05/03/2020 09:34:13 +00:00, running: 00:00:03.3175749, delta: -00.0093570, avg: -00.0093570 05/03/2020 09:34:23 +00:00, running: 00:00:13.3353828, delta: -13.3264775, avg: -06.6679172 05/03/2020 09:34:33 +00:00, running: 00:00:23.3366473, delta: -23.3282133, avg: -12.2213493 05/03/2020 09:34:43 +00:00, running: 00:00:33.3390627, delta: -33.3298018, avg: -17.4984624

Why is that intended? (not questioning you, just want to understand).

RobThree commented 4 years ago

as you can see the delta grows every time i create a new instance of the generator?

That's a pre-V2.2 issue. See #20 and upgrade to 2.2.

Please note that IdGenerators are, normally, intended to be kept around as long as possible; preferably during the lifetime of the application.

hero-joel commented 4 years ago

2.2 fixes it indead, noted on the generator lifetime. Thank you very much!

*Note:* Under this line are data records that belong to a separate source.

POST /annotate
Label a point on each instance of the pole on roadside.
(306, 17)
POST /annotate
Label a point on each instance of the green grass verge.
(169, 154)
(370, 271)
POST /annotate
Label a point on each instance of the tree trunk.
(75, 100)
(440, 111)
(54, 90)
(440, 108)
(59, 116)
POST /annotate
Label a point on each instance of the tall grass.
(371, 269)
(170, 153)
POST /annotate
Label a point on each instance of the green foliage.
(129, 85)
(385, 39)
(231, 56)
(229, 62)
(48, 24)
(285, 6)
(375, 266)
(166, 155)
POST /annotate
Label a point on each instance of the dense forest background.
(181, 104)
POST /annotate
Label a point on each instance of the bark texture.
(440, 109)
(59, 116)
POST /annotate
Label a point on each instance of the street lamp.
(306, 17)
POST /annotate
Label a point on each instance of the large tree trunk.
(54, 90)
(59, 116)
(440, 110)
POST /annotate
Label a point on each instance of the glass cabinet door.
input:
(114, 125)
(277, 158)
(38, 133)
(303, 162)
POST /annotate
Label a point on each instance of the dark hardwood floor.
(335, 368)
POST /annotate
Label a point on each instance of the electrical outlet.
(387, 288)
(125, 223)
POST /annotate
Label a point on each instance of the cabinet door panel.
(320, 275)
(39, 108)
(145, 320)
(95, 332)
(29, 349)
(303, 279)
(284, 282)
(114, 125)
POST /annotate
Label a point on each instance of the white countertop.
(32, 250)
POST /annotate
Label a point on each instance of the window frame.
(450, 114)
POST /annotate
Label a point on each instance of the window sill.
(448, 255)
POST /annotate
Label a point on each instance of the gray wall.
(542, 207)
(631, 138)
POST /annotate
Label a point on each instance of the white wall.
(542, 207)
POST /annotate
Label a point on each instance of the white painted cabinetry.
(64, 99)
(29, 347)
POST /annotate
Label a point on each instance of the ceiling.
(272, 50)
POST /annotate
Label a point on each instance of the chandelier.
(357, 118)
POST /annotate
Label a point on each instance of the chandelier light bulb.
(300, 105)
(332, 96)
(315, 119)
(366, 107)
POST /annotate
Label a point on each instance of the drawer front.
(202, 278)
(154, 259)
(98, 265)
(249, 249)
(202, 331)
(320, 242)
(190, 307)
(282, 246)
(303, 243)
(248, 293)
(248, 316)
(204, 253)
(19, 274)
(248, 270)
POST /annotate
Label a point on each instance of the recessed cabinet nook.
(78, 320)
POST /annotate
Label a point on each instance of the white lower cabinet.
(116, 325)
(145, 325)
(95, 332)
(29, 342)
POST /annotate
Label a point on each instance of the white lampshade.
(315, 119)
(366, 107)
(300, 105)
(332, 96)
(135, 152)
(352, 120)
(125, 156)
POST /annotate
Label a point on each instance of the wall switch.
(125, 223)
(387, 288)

RobThree commented 4 years ago

Reading over this issue again it seems that you may only create a single IdGenerator every time this "Grain" is 'active' or 'woken up' or something but somehow it keeps state (evident from this < 2.2 bug).

What had me confused is that you stated "i am certain im not creating multiple generators.". Technically, for this "Grain" you may not be, but apparently these "Grains" (I really don't know what the hell I'm talking about 🤣 ) are activated/deactivated or awake/put to sleep or something and each time that happens you do create a new IdGenerator.

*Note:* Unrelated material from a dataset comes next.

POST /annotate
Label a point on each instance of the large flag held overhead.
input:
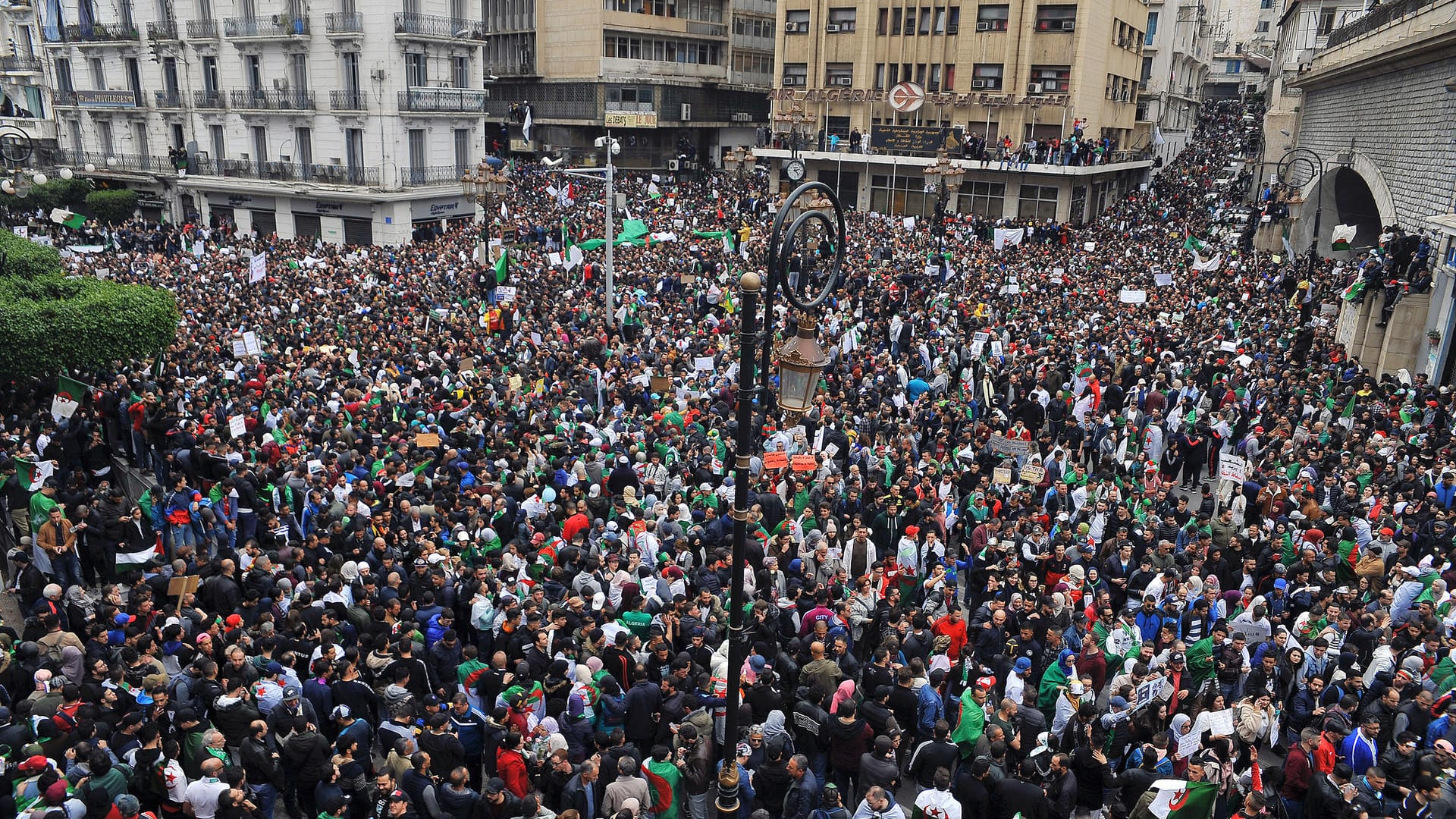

Since you talked about 'drift' (quite a lot, 10 minutes over 3 hours) but not as much as as later demonstrated) I didn't think it was related to #20 and had the appearance of the internal stopwatch actually running fast (maybe it still does?). But I guess what happens is that this "Grain" is only inactive/asleep for very short periods which causes a 'gradual drift' of small amounts of time that, eventually, resulted in about 10 minutes over 3 hours.

At least, that's the best explanation I can give for what seemed to be going on here... 😜 I hope your problem is fixed for good now.